L’un des objectifs vise à rapprocher les chercheurs travaillant sur des produits biologiques et ceux développant de petites molécules, a indiqué le directeur général Pascal Soriot, un ancien cadre d’Aventis et Roche. Par ailleurs, le siège social sera transféré de Londres à Cambridge d’ici 2016 avec un investissement de 330 millions de livres dans un nouveau complexe. «Nous voulions nous rapprocher de la science d’exception», a-t-il souligné. Selon Eric Le Berrigaud, analyste de Bryan Garnier, ce choix montre également l’influence croissante de MedImmune, une biotech américaine acquise en 2007 qui dispose déjà d’un centre de R&D à Cambridge.
Ce virage aura un double coût. En terme d’emploi, avec la suppression envisagée de 1.600 postes, soit 3,1% des effectifs à fin 2012. Le centre de R&D d’Alderley Park, le plus gros site de recherche du groupe, en activité depuis 40 ans, fermera ses portes. Et sur un plan comptable avec une charge exceptionnelle de 1,4 milliard de dollars (1,08 milliard d’euros), dont 800 millions de dollars de dépenses cash.
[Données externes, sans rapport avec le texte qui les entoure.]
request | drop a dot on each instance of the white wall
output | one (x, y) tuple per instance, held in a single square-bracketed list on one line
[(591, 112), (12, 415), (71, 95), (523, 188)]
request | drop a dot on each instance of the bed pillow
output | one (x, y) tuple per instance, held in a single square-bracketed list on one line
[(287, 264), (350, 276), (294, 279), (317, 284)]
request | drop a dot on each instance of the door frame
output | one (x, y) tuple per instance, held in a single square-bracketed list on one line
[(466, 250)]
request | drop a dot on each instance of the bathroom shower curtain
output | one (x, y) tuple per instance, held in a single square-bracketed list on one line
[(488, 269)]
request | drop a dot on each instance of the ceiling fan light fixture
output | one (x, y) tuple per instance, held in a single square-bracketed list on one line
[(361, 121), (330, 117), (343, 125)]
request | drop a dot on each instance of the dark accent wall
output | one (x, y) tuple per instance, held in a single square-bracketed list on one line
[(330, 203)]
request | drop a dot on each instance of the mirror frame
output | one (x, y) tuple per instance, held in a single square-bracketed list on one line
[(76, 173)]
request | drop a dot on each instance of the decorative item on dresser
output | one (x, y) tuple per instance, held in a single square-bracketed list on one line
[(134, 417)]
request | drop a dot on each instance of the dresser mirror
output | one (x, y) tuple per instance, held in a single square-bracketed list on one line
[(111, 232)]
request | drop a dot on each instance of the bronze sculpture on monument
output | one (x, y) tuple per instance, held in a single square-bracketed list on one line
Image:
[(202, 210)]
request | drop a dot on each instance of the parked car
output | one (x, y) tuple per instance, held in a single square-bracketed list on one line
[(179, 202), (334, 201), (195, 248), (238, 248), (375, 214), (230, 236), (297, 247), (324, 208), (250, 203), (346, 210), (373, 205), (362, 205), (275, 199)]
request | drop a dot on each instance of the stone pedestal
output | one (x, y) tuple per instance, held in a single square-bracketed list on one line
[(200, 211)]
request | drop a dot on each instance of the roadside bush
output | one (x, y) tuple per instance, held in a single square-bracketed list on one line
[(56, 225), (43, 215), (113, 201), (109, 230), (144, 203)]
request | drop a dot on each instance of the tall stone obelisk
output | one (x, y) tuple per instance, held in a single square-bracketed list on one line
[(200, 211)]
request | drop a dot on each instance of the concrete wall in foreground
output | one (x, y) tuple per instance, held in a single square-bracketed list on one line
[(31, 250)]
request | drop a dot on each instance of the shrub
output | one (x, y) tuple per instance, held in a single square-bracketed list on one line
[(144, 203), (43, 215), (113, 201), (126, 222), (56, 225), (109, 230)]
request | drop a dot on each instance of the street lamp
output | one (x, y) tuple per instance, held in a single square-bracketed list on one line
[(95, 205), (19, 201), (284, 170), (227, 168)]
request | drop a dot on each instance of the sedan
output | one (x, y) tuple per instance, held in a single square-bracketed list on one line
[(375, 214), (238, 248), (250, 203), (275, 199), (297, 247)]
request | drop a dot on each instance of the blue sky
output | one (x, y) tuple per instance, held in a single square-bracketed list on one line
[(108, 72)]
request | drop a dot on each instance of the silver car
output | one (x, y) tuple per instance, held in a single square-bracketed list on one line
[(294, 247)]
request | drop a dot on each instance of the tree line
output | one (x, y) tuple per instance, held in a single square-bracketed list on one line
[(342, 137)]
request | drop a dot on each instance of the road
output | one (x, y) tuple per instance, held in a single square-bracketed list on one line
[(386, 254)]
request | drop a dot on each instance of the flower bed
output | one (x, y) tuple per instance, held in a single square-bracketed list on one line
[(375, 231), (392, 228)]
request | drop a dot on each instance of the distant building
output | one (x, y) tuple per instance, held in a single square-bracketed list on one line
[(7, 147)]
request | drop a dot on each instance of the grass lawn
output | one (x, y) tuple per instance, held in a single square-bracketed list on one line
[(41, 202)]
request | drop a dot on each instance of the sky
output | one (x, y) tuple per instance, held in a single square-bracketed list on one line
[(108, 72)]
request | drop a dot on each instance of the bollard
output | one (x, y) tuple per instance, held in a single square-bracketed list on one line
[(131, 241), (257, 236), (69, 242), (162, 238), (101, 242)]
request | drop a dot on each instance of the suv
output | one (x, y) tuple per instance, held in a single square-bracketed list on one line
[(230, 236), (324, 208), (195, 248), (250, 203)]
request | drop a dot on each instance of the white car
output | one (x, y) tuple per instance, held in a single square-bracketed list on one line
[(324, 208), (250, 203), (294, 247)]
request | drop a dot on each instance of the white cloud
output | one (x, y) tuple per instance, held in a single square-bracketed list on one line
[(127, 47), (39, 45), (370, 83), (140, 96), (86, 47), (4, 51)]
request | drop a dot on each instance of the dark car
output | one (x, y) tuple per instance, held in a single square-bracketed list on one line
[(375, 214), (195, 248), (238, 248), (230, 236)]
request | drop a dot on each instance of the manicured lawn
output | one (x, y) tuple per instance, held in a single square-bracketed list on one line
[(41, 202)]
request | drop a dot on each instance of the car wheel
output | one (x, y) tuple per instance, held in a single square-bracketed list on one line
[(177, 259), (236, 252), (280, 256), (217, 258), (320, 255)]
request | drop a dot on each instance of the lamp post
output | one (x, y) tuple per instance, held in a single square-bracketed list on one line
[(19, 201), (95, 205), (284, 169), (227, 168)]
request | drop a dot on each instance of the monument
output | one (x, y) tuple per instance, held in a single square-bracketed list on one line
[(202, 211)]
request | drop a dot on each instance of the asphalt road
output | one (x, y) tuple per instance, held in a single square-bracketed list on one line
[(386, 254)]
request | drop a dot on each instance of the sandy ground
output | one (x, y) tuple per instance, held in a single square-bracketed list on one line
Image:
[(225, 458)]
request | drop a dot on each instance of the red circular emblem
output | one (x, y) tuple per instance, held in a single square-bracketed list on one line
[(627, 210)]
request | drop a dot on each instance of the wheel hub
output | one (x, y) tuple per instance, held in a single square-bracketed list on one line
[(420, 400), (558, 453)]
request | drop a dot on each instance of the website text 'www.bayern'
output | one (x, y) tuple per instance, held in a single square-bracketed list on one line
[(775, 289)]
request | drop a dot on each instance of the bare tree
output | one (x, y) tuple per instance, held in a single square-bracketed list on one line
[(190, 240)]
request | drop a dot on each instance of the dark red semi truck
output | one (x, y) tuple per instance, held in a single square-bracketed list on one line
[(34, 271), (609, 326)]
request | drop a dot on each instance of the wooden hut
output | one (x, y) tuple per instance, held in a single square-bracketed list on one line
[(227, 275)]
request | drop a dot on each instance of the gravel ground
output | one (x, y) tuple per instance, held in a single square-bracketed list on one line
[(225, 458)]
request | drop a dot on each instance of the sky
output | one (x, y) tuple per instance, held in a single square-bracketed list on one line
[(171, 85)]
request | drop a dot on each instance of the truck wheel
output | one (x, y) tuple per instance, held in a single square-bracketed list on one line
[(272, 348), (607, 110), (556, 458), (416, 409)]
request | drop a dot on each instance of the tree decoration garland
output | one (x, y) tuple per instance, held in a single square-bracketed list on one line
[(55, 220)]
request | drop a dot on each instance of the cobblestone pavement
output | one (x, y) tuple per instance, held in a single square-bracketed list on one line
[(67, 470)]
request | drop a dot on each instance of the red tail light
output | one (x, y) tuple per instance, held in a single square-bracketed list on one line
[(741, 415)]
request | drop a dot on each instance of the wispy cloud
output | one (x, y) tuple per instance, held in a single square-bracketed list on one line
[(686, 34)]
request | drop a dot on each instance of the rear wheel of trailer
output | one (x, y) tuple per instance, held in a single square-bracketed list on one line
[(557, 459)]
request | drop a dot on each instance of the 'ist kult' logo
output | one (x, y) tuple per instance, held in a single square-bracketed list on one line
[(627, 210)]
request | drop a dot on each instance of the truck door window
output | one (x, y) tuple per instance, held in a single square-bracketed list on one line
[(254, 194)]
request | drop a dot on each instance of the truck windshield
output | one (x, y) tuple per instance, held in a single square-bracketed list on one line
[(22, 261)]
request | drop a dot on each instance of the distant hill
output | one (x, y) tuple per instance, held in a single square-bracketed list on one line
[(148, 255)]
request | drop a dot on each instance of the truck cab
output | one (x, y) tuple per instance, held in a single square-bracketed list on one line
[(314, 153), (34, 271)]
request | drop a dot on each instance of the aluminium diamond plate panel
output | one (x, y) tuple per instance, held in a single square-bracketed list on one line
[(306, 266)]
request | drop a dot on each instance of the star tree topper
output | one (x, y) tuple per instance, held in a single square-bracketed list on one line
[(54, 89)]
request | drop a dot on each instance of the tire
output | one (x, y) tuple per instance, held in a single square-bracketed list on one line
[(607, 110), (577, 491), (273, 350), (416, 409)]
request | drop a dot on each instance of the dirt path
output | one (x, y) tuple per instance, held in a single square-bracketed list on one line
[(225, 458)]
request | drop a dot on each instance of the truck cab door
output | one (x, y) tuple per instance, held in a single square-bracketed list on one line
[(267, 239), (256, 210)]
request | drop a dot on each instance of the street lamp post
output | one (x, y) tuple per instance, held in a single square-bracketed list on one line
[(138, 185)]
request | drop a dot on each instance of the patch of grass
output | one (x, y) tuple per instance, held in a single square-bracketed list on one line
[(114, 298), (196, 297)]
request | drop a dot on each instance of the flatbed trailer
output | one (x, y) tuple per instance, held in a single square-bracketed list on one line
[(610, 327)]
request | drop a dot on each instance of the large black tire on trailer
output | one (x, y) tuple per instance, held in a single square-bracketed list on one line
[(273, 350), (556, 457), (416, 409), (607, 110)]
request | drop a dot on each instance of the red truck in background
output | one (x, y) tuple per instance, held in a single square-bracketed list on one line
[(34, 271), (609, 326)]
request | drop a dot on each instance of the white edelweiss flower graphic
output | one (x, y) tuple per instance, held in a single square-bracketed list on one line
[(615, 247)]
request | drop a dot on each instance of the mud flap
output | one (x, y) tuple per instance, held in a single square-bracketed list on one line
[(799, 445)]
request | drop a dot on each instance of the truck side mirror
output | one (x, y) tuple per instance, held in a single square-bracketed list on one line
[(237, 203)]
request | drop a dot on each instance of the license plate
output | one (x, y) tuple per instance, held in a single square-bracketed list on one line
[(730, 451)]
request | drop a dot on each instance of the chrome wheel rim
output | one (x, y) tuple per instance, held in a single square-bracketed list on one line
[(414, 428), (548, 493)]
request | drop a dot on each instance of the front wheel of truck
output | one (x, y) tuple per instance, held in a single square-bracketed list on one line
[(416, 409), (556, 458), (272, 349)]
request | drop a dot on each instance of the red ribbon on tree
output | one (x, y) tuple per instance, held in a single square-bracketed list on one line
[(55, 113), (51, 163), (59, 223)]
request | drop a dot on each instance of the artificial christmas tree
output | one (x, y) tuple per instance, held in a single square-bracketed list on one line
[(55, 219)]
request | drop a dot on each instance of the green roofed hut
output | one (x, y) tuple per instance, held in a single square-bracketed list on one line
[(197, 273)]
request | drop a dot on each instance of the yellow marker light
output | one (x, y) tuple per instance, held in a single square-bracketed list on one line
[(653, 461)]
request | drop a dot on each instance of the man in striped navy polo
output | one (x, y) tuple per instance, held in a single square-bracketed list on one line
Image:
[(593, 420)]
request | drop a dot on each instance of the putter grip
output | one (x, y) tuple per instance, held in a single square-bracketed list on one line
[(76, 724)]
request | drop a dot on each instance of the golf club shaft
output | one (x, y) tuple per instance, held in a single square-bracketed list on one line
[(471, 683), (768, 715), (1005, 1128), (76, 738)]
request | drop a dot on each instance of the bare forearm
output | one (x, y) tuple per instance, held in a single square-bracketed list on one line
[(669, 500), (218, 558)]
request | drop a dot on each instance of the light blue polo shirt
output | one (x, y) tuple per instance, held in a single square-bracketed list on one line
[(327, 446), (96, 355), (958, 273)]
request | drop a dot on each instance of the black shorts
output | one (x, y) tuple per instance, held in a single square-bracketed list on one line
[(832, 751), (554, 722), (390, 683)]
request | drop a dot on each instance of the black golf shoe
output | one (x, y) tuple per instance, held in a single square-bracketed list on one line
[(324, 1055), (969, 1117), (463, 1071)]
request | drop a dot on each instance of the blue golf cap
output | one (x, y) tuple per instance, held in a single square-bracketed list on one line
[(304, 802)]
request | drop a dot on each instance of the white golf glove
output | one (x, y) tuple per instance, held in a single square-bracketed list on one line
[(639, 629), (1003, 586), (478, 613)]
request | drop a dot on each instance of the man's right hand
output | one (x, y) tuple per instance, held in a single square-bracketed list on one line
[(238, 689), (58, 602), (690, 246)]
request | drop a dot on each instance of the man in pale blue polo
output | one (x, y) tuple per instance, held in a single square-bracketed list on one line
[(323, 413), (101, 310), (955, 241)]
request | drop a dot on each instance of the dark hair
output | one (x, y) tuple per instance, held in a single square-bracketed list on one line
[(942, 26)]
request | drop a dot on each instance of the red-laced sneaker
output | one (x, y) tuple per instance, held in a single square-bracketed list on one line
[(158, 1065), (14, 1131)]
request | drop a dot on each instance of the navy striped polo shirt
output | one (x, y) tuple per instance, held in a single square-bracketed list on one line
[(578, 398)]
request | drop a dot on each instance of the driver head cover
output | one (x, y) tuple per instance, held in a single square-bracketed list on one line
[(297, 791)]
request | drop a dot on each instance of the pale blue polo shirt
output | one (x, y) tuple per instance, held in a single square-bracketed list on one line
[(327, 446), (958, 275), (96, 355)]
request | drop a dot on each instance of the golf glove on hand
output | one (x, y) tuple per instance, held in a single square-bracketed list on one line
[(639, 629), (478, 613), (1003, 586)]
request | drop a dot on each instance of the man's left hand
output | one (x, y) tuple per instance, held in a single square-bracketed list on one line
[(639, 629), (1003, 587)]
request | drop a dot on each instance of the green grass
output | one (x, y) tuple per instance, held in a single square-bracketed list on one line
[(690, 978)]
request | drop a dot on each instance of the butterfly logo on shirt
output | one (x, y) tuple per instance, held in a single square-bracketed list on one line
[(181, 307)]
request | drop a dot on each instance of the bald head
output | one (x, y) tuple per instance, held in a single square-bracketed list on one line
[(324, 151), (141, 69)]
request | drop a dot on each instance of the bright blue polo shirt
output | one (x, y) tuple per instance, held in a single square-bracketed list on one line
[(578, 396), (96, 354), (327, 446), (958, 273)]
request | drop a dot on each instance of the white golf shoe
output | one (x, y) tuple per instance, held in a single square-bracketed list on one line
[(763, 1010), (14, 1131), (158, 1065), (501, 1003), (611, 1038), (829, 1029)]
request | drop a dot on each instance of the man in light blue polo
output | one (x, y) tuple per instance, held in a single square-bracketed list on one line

Les synergies tirées du programme sont en revanche estimées à 190 millions de dollars par an d’ici à 2016.
Sous la direction de Pascal Soriot, AstraZeneca cherche les moyens de se relancer alors que le groupe verra des produits représentant 40% de ses ventes perdre leur brevet d’ici à fin 2014. Les analystes chiffrent l’impact sur les ventes à près de 6 milliards de dollars sur les cinq prochaines années. Le directeur général a souligné que cette réorganisation ne devait pas être interprétée comme une étape menant à une acquisition d’envergure. Le groupe complétera ses actifs existants avec «une série de partenariats de développement et des acquisitions stratégiques et de petite taille». Il fonde également ses espoirs sur la montée en puissance de son médicament pour le cœur Brilique.